Angel Maestro en la Costa de la Muerte
Cuando estaba a punto de salir la revista Razón Española, su fundador, Gonzalo
Fernández de la Mora, me dio cita en su
primitiva sede en la calle Génova, y hube de hacer antesala porque tenía otra
visita. Era un hombre joven y algo corpulento y Gonzalo me lo presentó como
especialista en Gramsci, autor que figuraba también como asunto de estudio entre
las propuestas de colaboración que yo traía, en unas fechas en que volvía a
Roma con frecuencia y tenía cierta amistad con el filósofo Augusto Del
Noce. Aquel encuentro sería fructífero
para mí y Angel llegaría a ser, con Juan Luis Calleja, uno de mis grandes
valedores en la revista. Por pura buena
estrella he tenido amigos excelentes, por no decir ejemplares, en mi ya larga
vida, y los dos nombres que acabo de citar figuran entre ellos, y es que
además, al haberlos conocido a una edad en la que ya sabe uno por dónde va y no
da palos de ciego, es una suerte dar con personas con las que la sintonía es
absoluta y dura lo que a unos u otros nos quede de vida.
Por
mucho que un hombre se empeñe en mantener su verticalidad, hay veces que no
tiene más remedio que apoyarse en otros para no perderla, y en mi caso el
hombro de Angel ha sido fundamental.

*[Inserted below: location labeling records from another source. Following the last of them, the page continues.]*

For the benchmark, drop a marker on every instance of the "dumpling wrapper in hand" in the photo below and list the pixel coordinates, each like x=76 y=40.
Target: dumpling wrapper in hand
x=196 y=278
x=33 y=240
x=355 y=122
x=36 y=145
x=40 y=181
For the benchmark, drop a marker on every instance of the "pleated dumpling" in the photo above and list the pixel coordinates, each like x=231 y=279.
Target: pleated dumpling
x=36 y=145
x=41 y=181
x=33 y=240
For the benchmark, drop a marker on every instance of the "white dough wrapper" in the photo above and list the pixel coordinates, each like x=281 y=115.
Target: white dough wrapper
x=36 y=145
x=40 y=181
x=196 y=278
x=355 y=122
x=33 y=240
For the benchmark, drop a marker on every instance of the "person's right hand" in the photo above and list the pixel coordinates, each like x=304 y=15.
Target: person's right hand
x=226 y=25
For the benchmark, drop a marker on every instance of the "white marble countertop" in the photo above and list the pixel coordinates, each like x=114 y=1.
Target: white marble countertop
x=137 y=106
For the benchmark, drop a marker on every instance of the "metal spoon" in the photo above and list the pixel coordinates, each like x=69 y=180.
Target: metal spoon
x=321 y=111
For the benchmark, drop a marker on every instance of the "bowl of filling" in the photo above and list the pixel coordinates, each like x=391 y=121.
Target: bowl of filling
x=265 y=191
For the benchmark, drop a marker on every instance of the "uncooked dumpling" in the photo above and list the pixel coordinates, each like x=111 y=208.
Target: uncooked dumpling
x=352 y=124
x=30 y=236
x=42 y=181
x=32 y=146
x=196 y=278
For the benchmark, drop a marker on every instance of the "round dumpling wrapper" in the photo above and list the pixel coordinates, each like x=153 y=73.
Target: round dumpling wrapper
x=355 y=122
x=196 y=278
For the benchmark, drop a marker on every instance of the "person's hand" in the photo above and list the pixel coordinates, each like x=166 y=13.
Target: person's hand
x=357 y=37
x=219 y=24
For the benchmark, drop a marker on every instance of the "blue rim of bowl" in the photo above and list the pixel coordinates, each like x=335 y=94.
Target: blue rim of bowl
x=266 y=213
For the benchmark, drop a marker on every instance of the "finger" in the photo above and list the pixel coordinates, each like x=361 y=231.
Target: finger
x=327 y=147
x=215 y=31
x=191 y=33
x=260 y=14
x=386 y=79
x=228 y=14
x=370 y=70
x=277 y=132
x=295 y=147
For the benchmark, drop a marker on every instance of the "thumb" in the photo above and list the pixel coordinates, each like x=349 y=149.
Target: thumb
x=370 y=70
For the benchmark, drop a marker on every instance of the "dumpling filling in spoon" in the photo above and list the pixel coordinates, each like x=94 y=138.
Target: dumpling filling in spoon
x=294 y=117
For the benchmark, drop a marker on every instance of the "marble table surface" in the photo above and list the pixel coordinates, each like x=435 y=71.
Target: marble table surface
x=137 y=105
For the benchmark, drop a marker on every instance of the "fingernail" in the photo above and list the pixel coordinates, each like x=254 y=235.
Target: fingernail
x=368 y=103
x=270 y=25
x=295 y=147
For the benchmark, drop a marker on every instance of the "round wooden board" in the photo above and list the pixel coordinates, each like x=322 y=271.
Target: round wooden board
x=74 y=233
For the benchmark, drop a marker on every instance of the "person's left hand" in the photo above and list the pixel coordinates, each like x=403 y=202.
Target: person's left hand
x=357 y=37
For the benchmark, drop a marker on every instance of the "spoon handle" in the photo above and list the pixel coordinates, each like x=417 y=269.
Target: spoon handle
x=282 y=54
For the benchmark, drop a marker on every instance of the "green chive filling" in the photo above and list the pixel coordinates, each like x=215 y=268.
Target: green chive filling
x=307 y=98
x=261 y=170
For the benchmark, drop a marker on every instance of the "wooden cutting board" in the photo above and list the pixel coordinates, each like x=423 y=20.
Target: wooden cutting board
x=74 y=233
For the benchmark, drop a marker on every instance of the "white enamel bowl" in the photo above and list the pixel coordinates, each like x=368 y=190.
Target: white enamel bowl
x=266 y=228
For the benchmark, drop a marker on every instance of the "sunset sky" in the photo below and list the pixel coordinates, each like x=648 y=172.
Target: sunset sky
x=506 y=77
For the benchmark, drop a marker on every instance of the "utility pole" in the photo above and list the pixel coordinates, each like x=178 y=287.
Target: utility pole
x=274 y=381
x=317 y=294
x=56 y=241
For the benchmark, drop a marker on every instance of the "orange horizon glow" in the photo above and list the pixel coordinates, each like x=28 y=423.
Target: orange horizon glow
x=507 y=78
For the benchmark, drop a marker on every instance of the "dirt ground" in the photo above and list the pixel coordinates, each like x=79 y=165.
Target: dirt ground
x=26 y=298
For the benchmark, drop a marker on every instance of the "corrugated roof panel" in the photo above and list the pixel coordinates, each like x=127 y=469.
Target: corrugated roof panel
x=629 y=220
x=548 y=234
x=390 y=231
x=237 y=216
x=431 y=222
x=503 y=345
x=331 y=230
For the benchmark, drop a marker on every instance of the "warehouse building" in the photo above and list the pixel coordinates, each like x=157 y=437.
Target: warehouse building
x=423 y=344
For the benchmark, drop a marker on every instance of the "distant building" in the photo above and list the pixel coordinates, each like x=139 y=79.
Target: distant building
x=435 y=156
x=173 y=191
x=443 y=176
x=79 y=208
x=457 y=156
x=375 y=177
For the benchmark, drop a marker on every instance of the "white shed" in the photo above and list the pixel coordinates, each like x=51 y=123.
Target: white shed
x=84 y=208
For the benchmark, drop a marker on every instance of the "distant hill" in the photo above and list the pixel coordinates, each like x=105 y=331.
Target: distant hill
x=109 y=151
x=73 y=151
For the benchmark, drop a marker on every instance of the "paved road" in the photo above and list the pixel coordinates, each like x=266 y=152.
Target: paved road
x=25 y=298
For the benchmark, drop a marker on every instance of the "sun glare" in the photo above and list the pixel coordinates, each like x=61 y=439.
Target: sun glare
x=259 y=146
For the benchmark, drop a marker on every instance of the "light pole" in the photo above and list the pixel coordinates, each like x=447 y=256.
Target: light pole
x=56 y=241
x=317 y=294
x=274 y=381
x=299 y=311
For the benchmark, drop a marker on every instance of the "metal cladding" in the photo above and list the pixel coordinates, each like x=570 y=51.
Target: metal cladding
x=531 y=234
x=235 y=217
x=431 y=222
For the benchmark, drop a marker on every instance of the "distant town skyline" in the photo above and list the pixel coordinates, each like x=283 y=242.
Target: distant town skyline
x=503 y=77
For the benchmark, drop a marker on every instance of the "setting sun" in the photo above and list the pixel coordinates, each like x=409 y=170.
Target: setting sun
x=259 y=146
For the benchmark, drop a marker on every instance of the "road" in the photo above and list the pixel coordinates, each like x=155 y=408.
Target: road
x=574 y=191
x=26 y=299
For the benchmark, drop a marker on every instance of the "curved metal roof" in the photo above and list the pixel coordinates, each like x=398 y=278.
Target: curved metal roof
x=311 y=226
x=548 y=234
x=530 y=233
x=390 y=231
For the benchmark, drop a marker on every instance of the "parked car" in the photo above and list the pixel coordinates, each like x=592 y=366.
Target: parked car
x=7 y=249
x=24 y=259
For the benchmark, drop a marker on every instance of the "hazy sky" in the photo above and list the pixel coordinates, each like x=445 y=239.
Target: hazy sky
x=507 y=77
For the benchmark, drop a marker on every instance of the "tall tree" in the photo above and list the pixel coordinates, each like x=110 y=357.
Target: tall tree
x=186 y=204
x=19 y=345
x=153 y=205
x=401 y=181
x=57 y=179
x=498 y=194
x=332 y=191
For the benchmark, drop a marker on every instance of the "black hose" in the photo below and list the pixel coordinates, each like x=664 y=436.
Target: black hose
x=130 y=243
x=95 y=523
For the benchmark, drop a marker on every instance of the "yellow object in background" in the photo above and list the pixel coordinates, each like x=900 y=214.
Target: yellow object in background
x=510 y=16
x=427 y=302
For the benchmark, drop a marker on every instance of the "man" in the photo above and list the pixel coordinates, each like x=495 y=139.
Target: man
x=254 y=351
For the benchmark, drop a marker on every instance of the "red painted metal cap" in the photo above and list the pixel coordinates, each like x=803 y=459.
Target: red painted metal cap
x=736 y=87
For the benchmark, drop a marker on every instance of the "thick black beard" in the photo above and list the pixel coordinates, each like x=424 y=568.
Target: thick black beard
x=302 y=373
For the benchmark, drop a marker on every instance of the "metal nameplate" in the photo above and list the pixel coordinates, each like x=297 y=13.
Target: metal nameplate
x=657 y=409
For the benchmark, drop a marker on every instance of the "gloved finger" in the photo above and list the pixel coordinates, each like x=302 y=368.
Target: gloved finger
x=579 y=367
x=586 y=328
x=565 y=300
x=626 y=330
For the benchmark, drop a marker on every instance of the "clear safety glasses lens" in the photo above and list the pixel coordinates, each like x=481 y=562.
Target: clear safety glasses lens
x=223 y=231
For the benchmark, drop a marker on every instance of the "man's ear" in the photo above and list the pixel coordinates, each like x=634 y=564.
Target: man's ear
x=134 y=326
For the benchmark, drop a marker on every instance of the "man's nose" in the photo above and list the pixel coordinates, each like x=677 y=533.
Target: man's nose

No ha habido libro mío que saliera que no
fuera él de los primeros, si no el primero, en reseñar en alguno de los medios
en que colaboraba; gracias a él he escrito más de un artículo y dado más de una conferencia, cuando
por ejemplo estaba al frente de las actividades culturales en la aseguradora
Winterthur; me incorporó a los ágapes del Hotel Velázquez y estoy seguro de que
de él partió la idea del inmerecido
honor de que se me nombrara vocal de la Fundación Francisco Franco. Fue lo que en otros tiempos se llamaba
“kremlinólogo”, afición que mantuvo aun después de la caída del muro, y que por
supuesto abarcaba también al otro gran Imperio comunista, y conocía el
organigrama de su burocracia como si se hubiera pasado media vida en la Ciudad
Prohibida. Otro de sus grandes y
extensos conocimientos eran los ferrocarriles, en los que se había recorrido además toda la
Península y tan pronto recibía una postal suya del Valle de Arán como de la
Costa de la Muerte, dos de los parajes españoles de su predilección. Una vez incluso me mandó un himno de los
ferroviarios que había compuesto un empleado de la RENFE para que se lo
retocara un poco y desde luego hice lo que pude con él.
Nuestras
conversaciones telefónicas eran muy frecuentes y en ellas comentábamos todo
aquello que nos impresionaba en lo que leíamos o escuchábamos en la que él,
valleinclanescamente, llamó "La Corte de los Milagros", y ante lo que
reaccionábamos como si nos leyéramos mutuamente el pensamiento. Su última
llamada fue el martes 30 de septiembre, horas antes - ¡quién lo iba a
sospechar! – de que se durmiera para no volverse a despertar. Quién sabe si su
último sueño fue con el Pirineo aragonés o con el mar de Galicia y que en él la
Costa de la Muerte haya sido el umbral de la vida eterna.